Douglas Rushkoff, a name well-known to many of us from his books and online writings has been working on a book with Liam Sharp for DC's mature readers imprint Vertigo, called Testament: Akedah. The religious component is bound to infuriate some who will no doubt hold forth on the wrongness of it without actually reading it - but since they aren't going to read it why pay any attention to them?!? Besides controversial religious themes didn't stop Mark Millar and Peter Gross' Chosen, a modern day tale of Jesus, which sold out its first issue. The graphic novel collection of Testament is coming from DC in July and I think readers who enjoy the likes of Mike Carey's Lucifer are going to find this to their taste - I'm certainly looking forward to it. Douglas has kindly allowed us to reproduce some thoughts about the series he originally wrote for On The Ledge:

"The Bible may have actually been written in the wrong medium. I'm saying this as a media theorist - a guy who has written books and novels, taught university classes, and made documentaries about the impact of new technology on the way we relate to stories. And particularly on those stories we happen to really believe in.

If anything, working in what is still the rather new space of networked computers has taught me that our relationship to narratives is stuck in a dangerous place. Sure, we watch TV and imagine ourselves as characters, but we have lost access to the gaps in the stories. The places where temporality, interpretation and sequence are up for grabs. We just get lost in the seamless reality and get taken along for a ride.

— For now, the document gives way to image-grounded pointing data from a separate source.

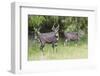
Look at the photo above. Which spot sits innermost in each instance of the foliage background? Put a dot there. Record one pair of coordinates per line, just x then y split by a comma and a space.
73, 50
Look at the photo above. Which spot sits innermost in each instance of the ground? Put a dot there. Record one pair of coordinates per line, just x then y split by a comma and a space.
73, 50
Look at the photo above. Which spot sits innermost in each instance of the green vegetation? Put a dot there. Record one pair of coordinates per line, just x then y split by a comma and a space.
73, 49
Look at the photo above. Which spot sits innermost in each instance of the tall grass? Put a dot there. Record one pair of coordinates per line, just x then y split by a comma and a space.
73, 50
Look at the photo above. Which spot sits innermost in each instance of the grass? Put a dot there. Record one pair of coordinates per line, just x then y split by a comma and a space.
73, 50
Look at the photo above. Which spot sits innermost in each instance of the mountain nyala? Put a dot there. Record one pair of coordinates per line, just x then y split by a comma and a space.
49, 38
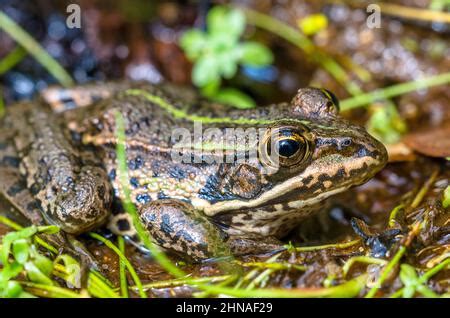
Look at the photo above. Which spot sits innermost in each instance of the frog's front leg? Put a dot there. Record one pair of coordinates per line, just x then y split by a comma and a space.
177, 226
71, 187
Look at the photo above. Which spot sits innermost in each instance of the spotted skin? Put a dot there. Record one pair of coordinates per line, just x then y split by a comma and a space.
61, 151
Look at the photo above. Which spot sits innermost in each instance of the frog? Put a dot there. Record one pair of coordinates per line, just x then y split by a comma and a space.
201, 192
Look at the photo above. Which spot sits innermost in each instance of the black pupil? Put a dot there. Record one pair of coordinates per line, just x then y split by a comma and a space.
288, 147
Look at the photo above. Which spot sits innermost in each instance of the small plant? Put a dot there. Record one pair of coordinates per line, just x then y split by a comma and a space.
386, 123
446, 199
313, 23
218, 53
413, 283
17, 255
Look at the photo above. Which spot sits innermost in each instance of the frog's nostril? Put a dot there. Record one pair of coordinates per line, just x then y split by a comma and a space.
346, 142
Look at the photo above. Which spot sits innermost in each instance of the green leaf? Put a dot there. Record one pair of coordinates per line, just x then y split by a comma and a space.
9, 238
446, 199
224, 20
386, 123
193, 42
35, 275
21, 250
255, 54
313, 23
12, 270
72, 268
12, 290
235, 98
44, 264
205, 70
211, 88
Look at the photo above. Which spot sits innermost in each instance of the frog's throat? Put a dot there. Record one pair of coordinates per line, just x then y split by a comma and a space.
290, 185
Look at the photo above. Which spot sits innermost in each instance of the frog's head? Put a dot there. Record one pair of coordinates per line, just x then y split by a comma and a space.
308, 155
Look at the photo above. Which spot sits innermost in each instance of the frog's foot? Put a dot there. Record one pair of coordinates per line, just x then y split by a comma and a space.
176, 226
246, 245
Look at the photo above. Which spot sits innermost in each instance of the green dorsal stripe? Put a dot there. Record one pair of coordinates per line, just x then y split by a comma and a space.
181, 114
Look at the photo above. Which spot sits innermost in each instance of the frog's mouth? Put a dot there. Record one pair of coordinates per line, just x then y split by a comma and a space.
304, 190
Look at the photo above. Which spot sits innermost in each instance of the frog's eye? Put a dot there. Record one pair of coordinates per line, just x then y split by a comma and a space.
287, 146
334, 101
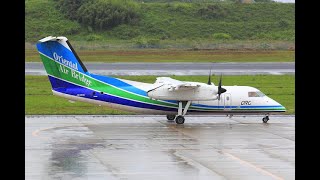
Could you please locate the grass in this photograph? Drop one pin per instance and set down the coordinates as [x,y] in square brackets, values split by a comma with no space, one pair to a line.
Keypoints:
[39,98]
[175,56]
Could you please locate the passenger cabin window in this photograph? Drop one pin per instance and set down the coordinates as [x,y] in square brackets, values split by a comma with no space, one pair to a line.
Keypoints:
[255,94]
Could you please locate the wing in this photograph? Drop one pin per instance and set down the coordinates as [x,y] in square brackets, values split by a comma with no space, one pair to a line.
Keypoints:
[175,85]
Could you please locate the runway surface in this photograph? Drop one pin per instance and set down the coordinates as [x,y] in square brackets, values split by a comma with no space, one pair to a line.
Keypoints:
[149,147]
[176,68]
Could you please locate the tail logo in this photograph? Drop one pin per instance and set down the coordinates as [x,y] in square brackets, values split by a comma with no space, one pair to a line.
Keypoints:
[65,62]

I've found some less than receptive audiences for these observations.

When I wrote a book presenting the Bible as an "open source" collaboration, I was blacklisted by fundamentalists of more than one religion. They just didn't want their story messed with - even though I had been able to prove it was written with that very intent!

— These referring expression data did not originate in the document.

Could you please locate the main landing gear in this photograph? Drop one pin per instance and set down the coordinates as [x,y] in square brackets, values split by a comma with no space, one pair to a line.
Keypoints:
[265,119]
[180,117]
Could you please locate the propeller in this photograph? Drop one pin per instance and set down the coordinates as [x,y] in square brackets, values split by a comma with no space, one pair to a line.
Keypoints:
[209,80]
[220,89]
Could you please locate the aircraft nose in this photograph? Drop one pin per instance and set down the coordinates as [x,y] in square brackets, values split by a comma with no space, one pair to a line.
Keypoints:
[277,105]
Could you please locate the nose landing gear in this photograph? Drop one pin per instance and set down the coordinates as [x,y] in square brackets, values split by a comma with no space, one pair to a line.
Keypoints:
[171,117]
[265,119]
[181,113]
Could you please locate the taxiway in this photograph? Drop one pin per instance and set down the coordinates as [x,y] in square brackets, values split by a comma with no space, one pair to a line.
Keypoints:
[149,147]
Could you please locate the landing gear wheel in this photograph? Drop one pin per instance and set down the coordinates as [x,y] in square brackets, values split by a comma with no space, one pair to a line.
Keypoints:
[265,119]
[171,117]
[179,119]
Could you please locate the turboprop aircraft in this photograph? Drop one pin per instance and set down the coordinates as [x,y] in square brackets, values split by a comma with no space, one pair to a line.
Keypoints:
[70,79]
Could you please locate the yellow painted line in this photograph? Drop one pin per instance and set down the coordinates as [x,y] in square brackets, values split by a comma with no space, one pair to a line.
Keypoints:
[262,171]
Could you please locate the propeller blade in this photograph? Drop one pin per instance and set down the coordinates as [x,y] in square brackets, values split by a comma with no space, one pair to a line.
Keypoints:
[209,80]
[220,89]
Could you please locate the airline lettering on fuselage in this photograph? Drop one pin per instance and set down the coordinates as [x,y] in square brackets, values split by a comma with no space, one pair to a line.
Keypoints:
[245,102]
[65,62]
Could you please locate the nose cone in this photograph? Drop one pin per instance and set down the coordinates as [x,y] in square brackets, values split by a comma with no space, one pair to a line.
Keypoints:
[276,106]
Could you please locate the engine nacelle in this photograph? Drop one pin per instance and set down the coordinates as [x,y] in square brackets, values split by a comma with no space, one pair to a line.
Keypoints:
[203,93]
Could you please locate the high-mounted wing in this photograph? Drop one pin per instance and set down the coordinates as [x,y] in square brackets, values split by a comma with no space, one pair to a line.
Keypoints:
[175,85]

Businesspeople, religious people, educators, and publishers are all equally threatened and confounded by the idea that real stuff is actually occurring in the gaps between the moments that pass for history.

And that's when I realized the perfect place to tell what I've come to believe is the *real* story of the Bible: comics.

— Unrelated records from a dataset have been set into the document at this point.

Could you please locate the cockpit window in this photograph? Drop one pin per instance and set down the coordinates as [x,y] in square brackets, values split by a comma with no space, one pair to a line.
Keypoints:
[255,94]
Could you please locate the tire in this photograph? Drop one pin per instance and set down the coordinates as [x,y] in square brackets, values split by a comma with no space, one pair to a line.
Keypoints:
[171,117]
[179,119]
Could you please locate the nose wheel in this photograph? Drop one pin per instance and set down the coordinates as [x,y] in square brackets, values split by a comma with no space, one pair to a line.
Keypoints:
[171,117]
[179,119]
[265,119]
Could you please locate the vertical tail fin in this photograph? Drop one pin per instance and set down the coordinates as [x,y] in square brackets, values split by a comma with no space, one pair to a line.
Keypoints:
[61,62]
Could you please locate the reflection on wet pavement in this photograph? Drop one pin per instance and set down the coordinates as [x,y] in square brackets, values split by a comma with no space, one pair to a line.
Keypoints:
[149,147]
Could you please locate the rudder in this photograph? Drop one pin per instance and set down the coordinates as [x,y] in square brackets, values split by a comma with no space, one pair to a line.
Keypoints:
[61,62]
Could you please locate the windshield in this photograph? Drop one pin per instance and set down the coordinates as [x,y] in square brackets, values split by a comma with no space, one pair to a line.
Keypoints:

Now don’t get the wrong idea. The Bible has been intentionally framed as a dry and sanctimonious tome just to keep thinking people from getting near it. In reality, it’s powerfully dangerous stuff: the ultimate handbook for psychic revolt. It’s filled with sex, temple prostitutes, incantations, incest, travel to other dimensions, conversations with aliens, wars with giants and, on more than one occasion, ritualized anal rape. Think you’re an accomplished magician? Check out the source code on reality hacking, and see if you can handle it.

A comic is camouflage for me to expose the mythic battle underlying Western Civilization, and sequential narrative the perfect way to tell a story taking place simultaneously in multiple universes - including our own. It'll follow a band of cyber-alchemist revolutionaries, in a future just a day after tomorrow - when the draft is reinstated, and the mind virus known as the dollar requires military enforcement. It'll also take place in Bible time - exposing how this plot has been recurring for centuries.

For by insisting we “believe” that the Bible happened at some moment in distant history, the keepers of religion prevent us from realizing that the Bible is happening right now, in every moment. The narrative and its power transcend time. All we need is access and will.

Then reality itself is at our disposal, and we'll be the superheroes."